Trust boundaries in the natural language pipeline

When a query enters through POST /verify/natural_language, an LLM first translates the user’s natural language into a formal expression. Even when the downstream solver (e.g., SymPy) evaluates that expression deterministically, the overall result depends on whether the LLM correctly interpreted the user’s intent — and that step is not deterministic. To make this distinction explicit, the natural language math pipeline now:
  1. Returns INCONCLUSIVE as the top-level status instead of VERIFIED, even when the expression evaluation succeeds.
  2. Includes a trust_boundary object in the response that describes exactly what was and was not proven.
{
  "trust_boundary": {
    "query_interpretation_source": "llm_translation",
    "query_semantics_verified": false,
    "verification_scope": "translated_expression_only",
    "deterministic_expression_evaluation": true,
    "formal_proof": false,
    "translation_claim_self_consistent": true,
    "provider_used": "openai",
    "overall_status": "INCONCLUSIVE"
  }
}
This means a VERIFIED result from the Math Engine’s direct endpoint (POST /verify/math) carries stronger guarantees than the same calculation routed through the natural language pipeline. See the Math Engine documentation for the full field reference.

Numerical sampling fallback

The identity verification fallback (numerical sampling at fixed test points) now returns UNKNOWN with confidence: 0.0 instead of LIKELY_EQUIVALENT with confidence: 0.99. Matching at a handful of sample points does not constitute a formal proof and should not be treated as one.

Frequently Asked Questions

Q: Can I filter responses by verification_mode?

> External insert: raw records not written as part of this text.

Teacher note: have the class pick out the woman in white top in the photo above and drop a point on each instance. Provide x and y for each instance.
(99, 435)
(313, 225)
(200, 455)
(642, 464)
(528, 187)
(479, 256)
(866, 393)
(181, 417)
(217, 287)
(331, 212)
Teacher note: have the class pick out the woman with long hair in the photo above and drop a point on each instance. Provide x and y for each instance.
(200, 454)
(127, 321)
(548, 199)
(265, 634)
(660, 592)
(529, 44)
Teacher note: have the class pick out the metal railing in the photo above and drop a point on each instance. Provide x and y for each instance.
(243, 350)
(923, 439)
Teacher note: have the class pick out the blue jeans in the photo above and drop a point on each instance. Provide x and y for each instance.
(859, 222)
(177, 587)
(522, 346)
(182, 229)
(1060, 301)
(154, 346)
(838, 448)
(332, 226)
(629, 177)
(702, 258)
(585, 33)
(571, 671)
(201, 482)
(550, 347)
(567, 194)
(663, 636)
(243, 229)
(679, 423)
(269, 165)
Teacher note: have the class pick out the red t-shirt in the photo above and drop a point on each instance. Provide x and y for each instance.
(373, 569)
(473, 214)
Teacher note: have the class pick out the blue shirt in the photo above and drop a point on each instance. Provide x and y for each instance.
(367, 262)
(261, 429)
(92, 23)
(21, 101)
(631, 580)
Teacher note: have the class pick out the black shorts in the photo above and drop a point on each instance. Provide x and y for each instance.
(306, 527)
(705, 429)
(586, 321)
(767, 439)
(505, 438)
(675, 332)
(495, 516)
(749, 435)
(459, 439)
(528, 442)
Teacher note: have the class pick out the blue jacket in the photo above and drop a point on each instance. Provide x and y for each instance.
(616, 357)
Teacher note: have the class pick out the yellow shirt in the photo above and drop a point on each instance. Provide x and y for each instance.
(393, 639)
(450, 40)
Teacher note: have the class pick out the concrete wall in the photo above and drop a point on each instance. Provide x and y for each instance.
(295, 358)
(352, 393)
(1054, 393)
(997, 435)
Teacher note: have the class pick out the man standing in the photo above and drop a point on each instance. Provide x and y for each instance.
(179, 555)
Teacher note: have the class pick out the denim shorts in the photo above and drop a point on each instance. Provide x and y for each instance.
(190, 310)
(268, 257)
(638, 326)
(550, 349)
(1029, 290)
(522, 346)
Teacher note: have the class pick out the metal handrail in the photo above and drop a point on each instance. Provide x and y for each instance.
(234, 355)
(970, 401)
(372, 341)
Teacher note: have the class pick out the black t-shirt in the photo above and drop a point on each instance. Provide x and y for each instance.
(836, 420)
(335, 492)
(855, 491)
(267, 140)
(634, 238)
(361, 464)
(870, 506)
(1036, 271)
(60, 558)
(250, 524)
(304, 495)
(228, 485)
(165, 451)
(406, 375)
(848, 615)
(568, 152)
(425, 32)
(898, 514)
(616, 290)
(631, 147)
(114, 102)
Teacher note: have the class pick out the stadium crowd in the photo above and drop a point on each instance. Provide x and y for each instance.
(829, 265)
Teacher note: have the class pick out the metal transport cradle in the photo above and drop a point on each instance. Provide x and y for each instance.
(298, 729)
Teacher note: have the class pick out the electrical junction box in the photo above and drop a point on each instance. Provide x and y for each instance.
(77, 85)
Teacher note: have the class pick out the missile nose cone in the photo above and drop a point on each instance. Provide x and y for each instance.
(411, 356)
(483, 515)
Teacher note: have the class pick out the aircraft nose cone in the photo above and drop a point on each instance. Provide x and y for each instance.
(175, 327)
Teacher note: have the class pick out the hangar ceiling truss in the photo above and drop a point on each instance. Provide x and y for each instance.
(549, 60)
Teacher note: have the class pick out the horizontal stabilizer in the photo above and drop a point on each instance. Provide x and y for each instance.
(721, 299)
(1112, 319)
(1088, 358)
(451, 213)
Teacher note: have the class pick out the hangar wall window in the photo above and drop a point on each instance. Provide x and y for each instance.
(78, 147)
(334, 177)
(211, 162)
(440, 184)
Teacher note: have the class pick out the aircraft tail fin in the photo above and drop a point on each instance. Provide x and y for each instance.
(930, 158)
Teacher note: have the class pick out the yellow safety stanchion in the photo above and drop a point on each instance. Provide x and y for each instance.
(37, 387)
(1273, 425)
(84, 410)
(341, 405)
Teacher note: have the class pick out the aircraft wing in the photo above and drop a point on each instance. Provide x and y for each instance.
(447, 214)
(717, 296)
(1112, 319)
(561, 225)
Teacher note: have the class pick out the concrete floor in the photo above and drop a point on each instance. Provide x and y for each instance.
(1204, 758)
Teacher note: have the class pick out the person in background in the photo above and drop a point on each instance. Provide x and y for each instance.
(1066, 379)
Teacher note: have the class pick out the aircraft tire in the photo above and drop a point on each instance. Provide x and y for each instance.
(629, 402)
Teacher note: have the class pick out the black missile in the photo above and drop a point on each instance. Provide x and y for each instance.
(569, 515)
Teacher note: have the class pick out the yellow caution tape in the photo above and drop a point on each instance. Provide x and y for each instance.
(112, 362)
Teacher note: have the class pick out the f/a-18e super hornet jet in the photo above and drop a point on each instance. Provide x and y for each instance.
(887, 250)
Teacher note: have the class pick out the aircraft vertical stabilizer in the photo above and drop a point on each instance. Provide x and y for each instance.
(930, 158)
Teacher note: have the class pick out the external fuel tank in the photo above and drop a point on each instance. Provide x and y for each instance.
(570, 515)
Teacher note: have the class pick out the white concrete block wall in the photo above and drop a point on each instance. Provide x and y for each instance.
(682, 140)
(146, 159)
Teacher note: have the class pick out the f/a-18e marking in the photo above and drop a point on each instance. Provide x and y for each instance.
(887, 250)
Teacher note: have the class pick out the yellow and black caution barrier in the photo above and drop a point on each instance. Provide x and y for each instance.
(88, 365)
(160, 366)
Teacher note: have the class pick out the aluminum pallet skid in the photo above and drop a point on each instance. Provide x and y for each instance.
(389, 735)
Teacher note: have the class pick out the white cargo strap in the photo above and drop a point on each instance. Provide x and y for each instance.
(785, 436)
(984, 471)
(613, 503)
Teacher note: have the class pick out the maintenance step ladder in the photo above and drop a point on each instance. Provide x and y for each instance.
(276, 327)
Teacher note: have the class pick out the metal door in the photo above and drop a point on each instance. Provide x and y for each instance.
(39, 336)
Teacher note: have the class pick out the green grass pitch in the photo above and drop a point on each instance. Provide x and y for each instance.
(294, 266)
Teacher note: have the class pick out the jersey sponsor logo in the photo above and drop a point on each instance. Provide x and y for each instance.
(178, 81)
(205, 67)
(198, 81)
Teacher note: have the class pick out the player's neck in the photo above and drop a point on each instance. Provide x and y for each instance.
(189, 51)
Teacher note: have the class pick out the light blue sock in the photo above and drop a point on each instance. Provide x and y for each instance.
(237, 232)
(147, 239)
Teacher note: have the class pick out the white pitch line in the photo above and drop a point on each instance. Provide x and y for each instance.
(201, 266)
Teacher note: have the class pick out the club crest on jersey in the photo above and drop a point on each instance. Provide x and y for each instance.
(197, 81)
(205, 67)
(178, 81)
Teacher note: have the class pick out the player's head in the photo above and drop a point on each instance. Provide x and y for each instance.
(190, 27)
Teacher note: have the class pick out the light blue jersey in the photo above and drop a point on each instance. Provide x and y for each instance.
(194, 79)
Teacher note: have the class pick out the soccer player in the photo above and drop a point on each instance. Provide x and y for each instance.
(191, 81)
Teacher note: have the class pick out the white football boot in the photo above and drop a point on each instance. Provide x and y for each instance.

A: Yes! Use the require_symbolic option in your request:
result = client.verify(
    query="Calculate NPV",
    options={"require_symbolic": True}
)
# Fails if solver cannot verify deterministically

Q: Why is Fact verification sometimes HEURISTIC?

A: Fact verification uses TF-IDF (deterministic) to find evidence. If TF-IDF confidence is below threshold, it falls back to NLI (LLM-based), marking the result as HEURISTIC.

Q: Is Consensus useful if it’s HEURISTIC?

A: Yes! Consensus detects disagreement between multiple LLMs. While not deterministic, it catches cases where models are uncertain — useful as a safety net, not a formal verifier.